In today’s hypercompetitive and fast-paced world of business, enterprises are constantly on the lookout for ways to evolve, to become better at what they do. One of the more effective ways that allows them to be able to do just that is to leverage the staggering amount of electronic data that they produce every day.
With the help of smart software solutions, enterprises and institutions can perform data analysis and data integration, allowing them to streamline their operations, discover pain points in their processes, zero in on consumer preferences, study market trends, and create better products and services. Here are some of the industries that have found a path to optimization through real-time data analysis.

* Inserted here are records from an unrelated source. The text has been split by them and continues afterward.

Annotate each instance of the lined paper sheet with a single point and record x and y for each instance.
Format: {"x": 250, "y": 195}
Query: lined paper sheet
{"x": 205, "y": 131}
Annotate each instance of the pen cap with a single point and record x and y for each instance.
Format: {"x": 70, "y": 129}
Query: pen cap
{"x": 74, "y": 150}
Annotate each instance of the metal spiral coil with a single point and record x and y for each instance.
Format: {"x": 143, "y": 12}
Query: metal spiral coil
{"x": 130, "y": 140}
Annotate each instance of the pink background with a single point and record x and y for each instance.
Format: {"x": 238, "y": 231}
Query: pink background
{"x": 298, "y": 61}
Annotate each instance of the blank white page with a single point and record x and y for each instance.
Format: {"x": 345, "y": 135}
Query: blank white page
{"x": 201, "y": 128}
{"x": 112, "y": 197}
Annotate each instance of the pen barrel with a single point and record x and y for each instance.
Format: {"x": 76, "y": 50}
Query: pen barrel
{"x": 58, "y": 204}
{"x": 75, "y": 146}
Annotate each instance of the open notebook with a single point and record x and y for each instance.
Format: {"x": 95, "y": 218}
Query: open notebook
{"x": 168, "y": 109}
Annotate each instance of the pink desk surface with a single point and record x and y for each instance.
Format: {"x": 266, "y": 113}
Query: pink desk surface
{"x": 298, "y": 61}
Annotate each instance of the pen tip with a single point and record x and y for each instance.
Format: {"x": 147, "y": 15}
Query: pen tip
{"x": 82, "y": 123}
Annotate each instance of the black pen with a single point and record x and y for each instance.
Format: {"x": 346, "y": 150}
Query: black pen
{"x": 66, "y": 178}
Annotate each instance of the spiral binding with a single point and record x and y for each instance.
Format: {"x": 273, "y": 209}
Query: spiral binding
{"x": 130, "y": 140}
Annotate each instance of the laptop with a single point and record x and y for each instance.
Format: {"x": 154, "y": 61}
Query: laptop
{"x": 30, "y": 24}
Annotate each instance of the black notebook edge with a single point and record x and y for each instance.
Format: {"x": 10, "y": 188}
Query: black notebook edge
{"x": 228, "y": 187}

Many retailers today use real-time data analytics to optimize how they run their business, especially when it comes to ensuring that their retail outlets or e-commerce stores never run out of vital goods to sell. By applying predictive analytics to the streams of data that come from all aspects of a retail business— from consumer transactions to warehouse activities—retail businesses can adjust their supply chain and product distribution to take into consideration any business-disruptive elements. These things can range from natural disasters, product shortages, inclement weather conditions, and even political events.
Real-time data replication via a database replication software can also help in this regard, especially where logistics and delivery are concerned. By keeping their data constantly updated and integrated throughout all their assets—be it their offices, outlets,ships, trucks, and so on—businesses can better keep to their target schedules, as well as proactively prepare against disruptive events.

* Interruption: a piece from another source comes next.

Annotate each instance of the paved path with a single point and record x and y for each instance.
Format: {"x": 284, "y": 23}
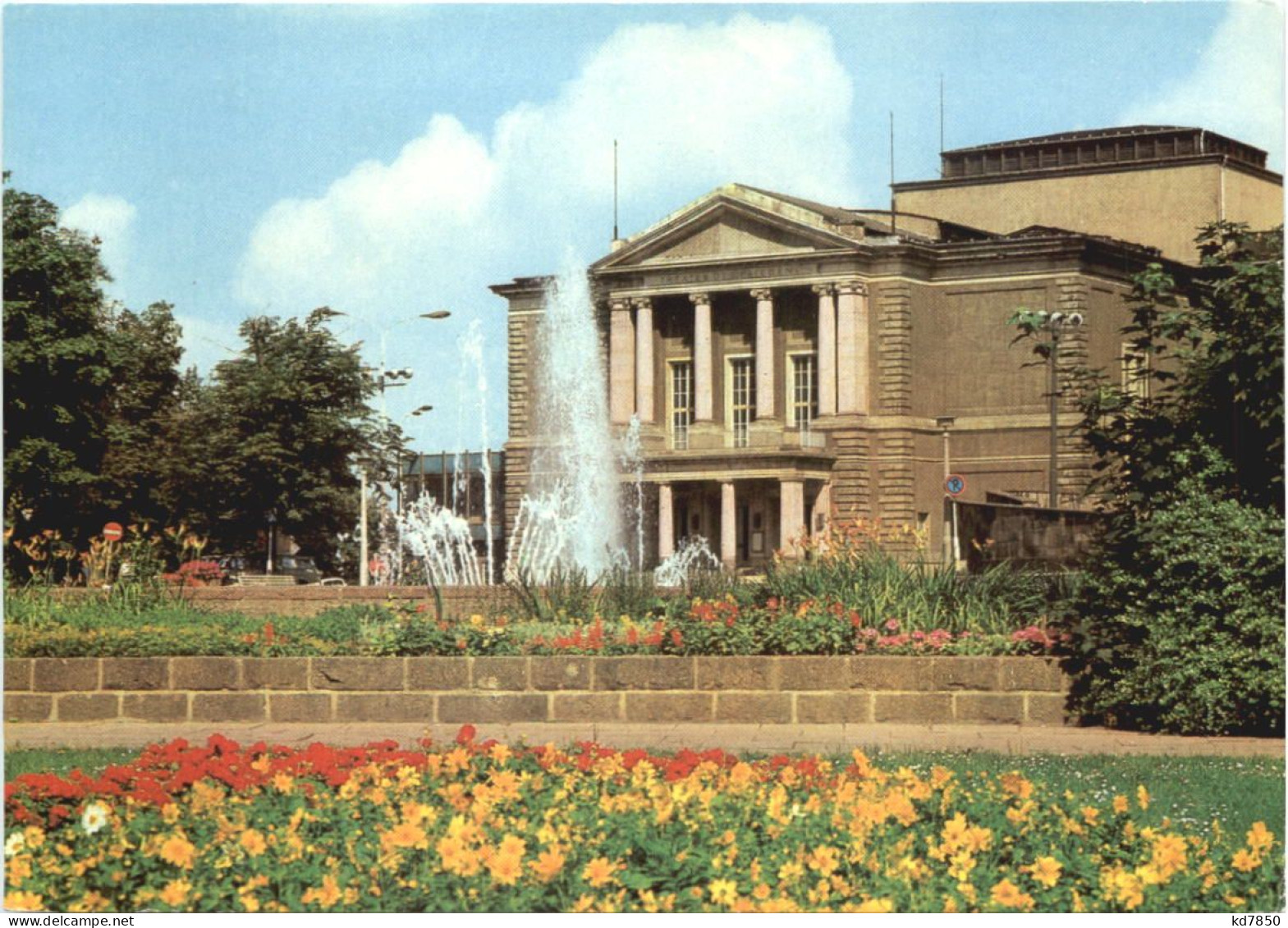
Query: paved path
{"x": 822, "y": 739}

Besides this, data analytics can also help retailers tailor online and in-store shopping experiences for their customers. By analyzing the product listings that an online shopper clicks on most frequently, for example, they can customize a webpage to display similar products that appeal directly to that shopper’s preferences, and thus maximize the chances of a buy-in. This is called targeted marketing. The same concept of analyzing customer preferences is also used when it comes to choosing which items need to go on sale or get saddled with deep discounts.
Another industry that has begun to reinvent the way it does business through big data analytics is the healthcare industry. By analyzing patient medical records, physician notes, treatment histories, hospitals and healthcare companies can now more easily tailor the way they provide healthcare to specific patients. A patient-centric, value-based paradigm of healthcare often translates to better health outcomes, reducing the burden of healthcare for patients, health insurance providers, and the state.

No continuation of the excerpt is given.